Background: Both intrinsic renal cells and immune cells contribute to driving renal inflammation and damage. However, the respective roles of intrinsic renal cells and immune cells in crescentic glomerulonephritis, and the key molecular factors driving pathogenesis are still unclear.

Methods: The roles of intrinsic renal cells and renal infiltrating immune cells in crescent formation were explored using renal transplantation after experimental anti-GBM disease induction in 129x1/svJ and C57BL/6J mice. Both strains share MHC, but vary in anti-GBM nephritis susceptibility. The role of macrophage and IFN-γ in crescent formation was investigated using adoptive transfer of macrophages with altered IFN-γ expression. The gene expression profile difference between 129x1/svJ and C57BL/6J macrophages was compared using Affymetrix arrays and Gene Ontology (GO) enrichment analysis.

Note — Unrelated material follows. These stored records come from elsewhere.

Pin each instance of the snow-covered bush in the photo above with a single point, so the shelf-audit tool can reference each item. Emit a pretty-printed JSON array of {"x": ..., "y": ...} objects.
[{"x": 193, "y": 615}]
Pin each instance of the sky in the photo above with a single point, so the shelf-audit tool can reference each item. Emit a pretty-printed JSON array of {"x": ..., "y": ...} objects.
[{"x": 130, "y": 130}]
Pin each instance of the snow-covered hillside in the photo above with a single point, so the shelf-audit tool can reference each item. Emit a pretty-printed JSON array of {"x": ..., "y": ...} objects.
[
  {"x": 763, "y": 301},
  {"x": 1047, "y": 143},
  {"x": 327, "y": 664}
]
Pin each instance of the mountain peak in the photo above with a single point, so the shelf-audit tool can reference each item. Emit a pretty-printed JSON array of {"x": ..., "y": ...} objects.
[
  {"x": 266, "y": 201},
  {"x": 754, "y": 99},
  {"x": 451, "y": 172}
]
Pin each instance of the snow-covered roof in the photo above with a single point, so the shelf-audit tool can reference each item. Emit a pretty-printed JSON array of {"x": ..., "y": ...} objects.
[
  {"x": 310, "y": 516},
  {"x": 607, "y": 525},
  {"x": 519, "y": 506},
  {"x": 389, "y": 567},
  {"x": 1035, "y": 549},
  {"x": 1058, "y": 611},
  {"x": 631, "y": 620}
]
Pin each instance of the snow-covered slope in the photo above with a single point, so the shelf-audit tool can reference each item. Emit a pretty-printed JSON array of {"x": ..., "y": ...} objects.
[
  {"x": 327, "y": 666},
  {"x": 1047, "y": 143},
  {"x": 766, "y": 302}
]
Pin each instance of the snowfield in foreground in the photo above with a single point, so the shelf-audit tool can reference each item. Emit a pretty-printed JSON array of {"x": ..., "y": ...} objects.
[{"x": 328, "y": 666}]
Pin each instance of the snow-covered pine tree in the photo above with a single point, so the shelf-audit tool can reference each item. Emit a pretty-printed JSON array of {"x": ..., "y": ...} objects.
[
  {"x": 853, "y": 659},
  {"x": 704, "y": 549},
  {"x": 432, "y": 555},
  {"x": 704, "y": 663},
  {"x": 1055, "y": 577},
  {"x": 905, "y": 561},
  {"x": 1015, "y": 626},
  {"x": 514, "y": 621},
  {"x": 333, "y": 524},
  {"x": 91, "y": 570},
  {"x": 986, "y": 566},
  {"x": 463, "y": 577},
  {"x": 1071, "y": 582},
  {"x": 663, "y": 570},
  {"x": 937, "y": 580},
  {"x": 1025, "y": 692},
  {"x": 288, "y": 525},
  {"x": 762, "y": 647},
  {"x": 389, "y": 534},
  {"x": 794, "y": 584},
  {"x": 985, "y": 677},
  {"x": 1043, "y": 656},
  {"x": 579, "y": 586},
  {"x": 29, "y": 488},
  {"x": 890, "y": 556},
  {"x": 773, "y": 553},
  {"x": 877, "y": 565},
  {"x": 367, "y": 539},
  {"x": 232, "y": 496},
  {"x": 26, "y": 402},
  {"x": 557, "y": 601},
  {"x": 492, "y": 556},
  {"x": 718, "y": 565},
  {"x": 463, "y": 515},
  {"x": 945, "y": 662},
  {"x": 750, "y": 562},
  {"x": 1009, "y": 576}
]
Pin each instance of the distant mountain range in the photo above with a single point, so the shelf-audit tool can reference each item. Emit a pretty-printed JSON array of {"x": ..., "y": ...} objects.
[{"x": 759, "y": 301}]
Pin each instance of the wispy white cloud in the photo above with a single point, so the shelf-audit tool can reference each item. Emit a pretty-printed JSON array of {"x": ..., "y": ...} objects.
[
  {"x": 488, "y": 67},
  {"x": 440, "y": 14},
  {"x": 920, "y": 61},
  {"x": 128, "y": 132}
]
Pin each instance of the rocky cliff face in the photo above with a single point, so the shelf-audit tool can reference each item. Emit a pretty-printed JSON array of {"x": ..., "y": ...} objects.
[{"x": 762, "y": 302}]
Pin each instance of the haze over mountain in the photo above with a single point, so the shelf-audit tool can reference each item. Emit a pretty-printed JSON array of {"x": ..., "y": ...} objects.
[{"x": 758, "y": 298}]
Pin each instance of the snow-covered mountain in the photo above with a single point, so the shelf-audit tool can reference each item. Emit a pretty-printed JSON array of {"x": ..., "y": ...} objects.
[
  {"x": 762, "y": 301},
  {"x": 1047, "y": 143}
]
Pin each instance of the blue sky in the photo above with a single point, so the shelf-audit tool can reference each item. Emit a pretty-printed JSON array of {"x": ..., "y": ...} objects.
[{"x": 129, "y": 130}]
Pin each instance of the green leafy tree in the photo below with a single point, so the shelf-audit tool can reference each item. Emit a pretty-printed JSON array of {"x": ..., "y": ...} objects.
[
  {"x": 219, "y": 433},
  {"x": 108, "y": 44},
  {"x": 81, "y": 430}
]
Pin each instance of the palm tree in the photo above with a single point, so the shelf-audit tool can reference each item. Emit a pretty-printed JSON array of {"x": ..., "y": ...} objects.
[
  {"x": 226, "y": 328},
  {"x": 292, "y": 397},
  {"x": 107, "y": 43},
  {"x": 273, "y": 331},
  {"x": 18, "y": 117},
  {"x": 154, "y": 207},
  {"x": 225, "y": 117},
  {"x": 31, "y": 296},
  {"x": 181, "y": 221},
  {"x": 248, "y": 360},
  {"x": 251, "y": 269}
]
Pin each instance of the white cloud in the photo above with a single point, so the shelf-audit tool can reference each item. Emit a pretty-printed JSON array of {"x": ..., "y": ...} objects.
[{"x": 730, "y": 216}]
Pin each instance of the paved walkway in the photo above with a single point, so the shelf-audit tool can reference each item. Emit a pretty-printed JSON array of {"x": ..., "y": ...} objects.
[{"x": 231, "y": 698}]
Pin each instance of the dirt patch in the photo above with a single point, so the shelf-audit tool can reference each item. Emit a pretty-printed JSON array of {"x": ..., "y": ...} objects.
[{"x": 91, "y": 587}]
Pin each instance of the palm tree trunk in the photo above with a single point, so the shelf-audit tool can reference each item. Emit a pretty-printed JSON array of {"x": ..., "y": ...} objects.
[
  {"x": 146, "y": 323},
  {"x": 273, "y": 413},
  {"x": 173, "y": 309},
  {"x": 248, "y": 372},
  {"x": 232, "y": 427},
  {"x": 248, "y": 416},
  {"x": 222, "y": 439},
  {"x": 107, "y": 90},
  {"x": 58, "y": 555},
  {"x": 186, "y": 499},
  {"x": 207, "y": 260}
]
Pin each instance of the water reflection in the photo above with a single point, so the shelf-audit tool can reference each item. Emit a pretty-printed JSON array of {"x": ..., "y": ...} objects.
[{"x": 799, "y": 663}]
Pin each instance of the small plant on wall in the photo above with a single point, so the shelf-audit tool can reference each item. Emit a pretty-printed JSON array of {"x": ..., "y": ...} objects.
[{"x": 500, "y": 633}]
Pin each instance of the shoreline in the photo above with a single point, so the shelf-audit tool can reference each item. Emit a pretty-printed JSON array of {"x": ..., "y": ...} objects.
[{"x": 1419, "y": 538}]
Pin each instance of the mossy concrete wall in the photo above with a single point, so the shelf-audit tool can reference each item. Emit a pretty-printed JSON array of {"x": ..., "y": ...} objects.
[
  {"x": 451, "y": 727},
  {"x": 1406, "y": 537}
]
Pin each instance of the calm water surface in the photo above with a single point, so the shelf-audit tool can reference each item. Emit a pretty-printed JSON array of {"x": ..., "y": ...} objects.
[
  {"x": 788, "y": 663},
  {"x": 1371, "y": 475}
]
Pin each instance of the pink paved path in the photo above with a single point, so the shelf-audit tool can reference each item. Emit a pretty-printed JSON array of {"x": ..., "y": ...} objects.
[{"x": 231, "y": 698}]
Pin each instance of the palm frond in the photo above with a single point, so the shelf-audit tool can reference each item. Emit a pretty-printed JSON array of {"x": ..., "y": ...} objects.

Results: B6 recipient mice transplanted with 129x1/svJ kidneys were resistant to anti-GBM challenge, as evidenced by stable renal function and less severe renal pathology. Conversely, 129x1/svJ recipient mice receiving B6 kidneys developed severe renal damage with crescent formation, comparable to the disease in parental 129x1/svJ mice. 129x1/svJ macrophages exhibited heightened IFN-γ and IFN-γ related gene expression compared to B6 macrophages. Adoptive transfer of 129x1/svJ macrophages with subdued IFN-γ expression reduced anti-GBM nephritis, while B6 macrophages with up-regulated IFN- γ expression worsened renal damage.

Conclusion: Using renal transplantation between 129x1/svJ and C57BL/6J mice and anti-GBM disease induction, we found infiltrating immune cells, not intrinsic renal cells, to play the dominant role in initialing and driving glomerular crescent formation. In particular, macrophage IFN-γ expression was critical for crescent formation.